The Board of Appeal, on the other hand, saw a distinction between general process knowledge and the specific know-how required to replicate a complex commercial polymer. The Board of Appeal concurred with the Patentee that the exact processes were likely confidential know-how: "it has not been shown that, by following these indications and with only routine experimentation, the skilled person would have been able to reproduce the DMDA resins or obtain materials having comparable properties" (r. 5.2.3). 
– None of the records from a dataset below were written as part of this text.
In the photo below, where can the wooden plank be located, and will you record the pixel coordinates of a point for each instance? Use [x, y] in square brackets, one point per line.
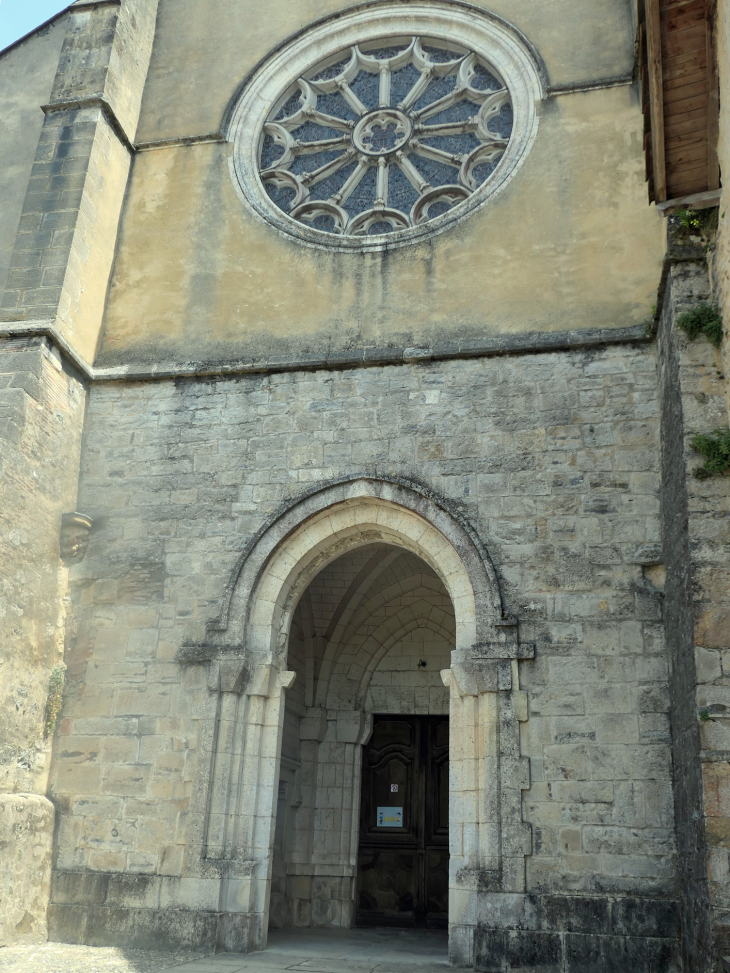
[679, 118]
[713, 99]
[684, 65]
[694, 126]
[685, 156]
[687, 181]
[685, 91]
[696, 140]
[684, 41]
[671, 4]
[656, 97]
[677, 84]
The Board of Appeal thus concluded that whether the skilled person could achieve the claimed composition without undue burden "remains a matter of conjecture". Consequently, the invention defined in the auxiliary request was not shown to be obvious. The appeal was therefore dismissed (in part regarding the auxiliary request) and the case remitted with the order to maintain the patent on the basis of the auxiliary request.

Final thoughts

The decision in T 1044/23 illustrates some of the practical boundaries of the EBA decision in G 1/23 with respect to novelty and inventive step. For a novelty assessment, if the product exists and matches the claims, novelty is destroyed with respect to the product. It does not matter that the product cannot be reproduced by a skilled person. 

For inventive step, G 1/23 allows the use of non-reproducible prior art as the starting point for inventive step. However, trade secrets may continue to provide considerable protection if they prevent the skilled person from working out how to arrive at the claimed invention. As we saw in the referring case to G 1/23, the important question is whether the skilled person can arrive at the invention as claimed and not the particular cited prior art product. If an opposing party cannot explain, in view of the protected trade secrets, how the skilled person would modify a specific, non-reproducible product to reach the invention, an inventive step attack may fail for lack of a reasonable expectation of success or enabling disclosure for the modification. T 1044/23 confirms that whilst G 1/23 removed the "legal fiction" that non-reproducible products don't exist, it did not remove the practical reality that you cannot modify what you do not understand. To this Kat, G 1/23 is one of the EBA's clearest and sensible decisions in recent years. 

All of this highlights the importance of an effective and thoughtful trade secret policy. In fields in which products must necessarily be placed early on the market at an early stage, the question of what processes and information would enable a skilled person to arrive at new commercially important developments, and whether these may be protected by trade secrets, may be a highly valuable strand in an effective IP strategy.